La particular apariencia de estas marcas responde, precisamente, a su intención de captar la atención. Una línea blanca adicional podría confundirse con otros elementos habituales de la calzada, mientras que el color verde crea una referencia visual claramente diferenciada. El objetivo es que el conductor note que algo cambia y, a partir de esa percepción, aumente su nivel de atención. La medida se integra así en una estrategia más amplia en la que la infraestructura trata de anticiparse a los errores humanos y reducir las posibilidades de que una sensación de comodidad o amplitud termine traducida en una velocidad excesiva.

La experiencia iniciada en Palencia ha servido para que este tipo de marcas formen parte de las medidas que la DGT considera de interés dentro de su estrategia de seguridad vial. El organismo señala actualmente una reducción del 16% de la siniestralidad asociada a esta actuación, aunque, nuevamente, los resultados deben contemplarse dentro del conjunto de intervenciones realizadas. Más allá de una cifra concreta, el proyecto representa una forma diferente de abordar la seguridad en carretera: en lugar de limitarse a advertir al conductor mediante señales o sancionarlo cuando incumple una norma, se intenta que el propio entorno de conducción contribuya a generar un comportamiento más prudente.

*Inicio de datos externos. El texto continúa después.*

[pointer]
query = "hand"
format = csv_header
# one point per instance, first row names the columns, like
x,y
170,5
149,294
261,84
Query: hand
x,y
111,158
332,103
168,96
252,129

Así, lo que para muchos usuarios puede parecer simplemente una extraña línea verde pintada junto al borde de la carretera responde en realidad a una estrategia basada en la psicología de la percepción. La vía conserva sus dimensiones, pero la imagen que recibe el conductor cambia y con ella puede cambiar también su comportamiento. Las carreteras en las que aparecen estas marcas forman parte de una experiencia destinada a comprobar hasta qué punto el diseño puede convertirse en un aliado de la seguridad vial. Y aunque las líneas verdes no sustituyen los límites de velocidad ni las obligaciones habituales al volante, sí pretenden recordar algo fundamental: la sensación de que una carretera es segura no siempre significa que se pueda circular por ella a mayor velocidad.